Andy Westlake examines the Panasonic Lumix GX80, Panasonic’s latest mid-range compact system camera
Panasonic Lumix GX80 review
Test results
Dynamic range
The GX80 gives pretty typical dynamic range measurements for a Micro Four Thirds model in our Applied Imaging tests.
It can’t quite match most APS-C cameras at low ISOs, although with readings above 11 EV at ISO 100 and 200, there’s still real scope for recovering additional shadow detail from raw files.
At ISO 1600 a figure of 9.2EV indicates that the camera’s files should still give good detail rendition through the full tonal range, but will have little scope for further manipulation.
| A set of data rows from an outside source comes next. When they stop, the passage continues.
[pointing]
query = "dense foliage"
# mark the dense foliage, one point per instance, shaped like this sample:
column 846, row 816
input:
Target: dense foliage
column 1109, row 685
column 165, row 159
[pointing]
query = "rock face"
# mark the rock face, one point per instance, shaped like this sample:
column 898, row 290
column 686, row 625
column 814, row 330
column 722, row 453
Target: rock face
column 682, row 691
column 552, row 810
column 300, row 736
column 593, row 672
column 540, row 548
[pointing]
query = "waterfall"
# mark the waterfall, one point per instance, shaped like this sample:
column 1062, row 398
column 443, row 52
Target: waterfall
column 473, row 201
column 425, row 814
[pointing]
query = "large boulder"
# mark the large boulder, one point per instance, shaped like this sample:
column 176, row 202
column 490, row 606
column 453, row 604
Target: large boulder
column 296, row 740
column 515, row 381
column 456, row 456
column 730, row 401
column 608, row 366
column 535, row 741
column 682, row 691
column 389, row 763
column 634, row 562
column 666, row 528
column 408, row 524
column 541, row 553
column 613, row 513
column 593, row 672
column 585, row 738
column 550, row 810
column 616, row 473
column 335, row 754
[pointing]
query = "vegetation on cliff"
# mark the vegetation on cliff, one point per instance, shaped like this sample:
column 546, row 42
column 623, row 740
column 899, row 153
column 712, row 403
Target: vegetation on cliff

Beyond this things get marginal, with the ISO 3200 and ISO 6400 reading indicate increasing noise that will have a particularly negative effect on shadow detail. The two top settings have very low readings indeed, indicating poor image quality.
ISO sensitivity and noise
Below are 100% crops from JPEGs of our studio test scene, shot using the Panasonic 12-32mm lens at 25mm. The idea here is to show how noise impinges on detail as the ISO setting is raised.
There are no huge surprises here, with the GX80 behaving like other recent Micro Four Thirds cameras. It gives nice, clean images at low ISOs, and is perfectly useable up to about ISO 1600.
However, higher settings are increasingly affected by noise, and while ISO 3200 and even ISO 6400 should be OK for web and small prints, the top two sensitivity settings are very noisy and really for emergency use only.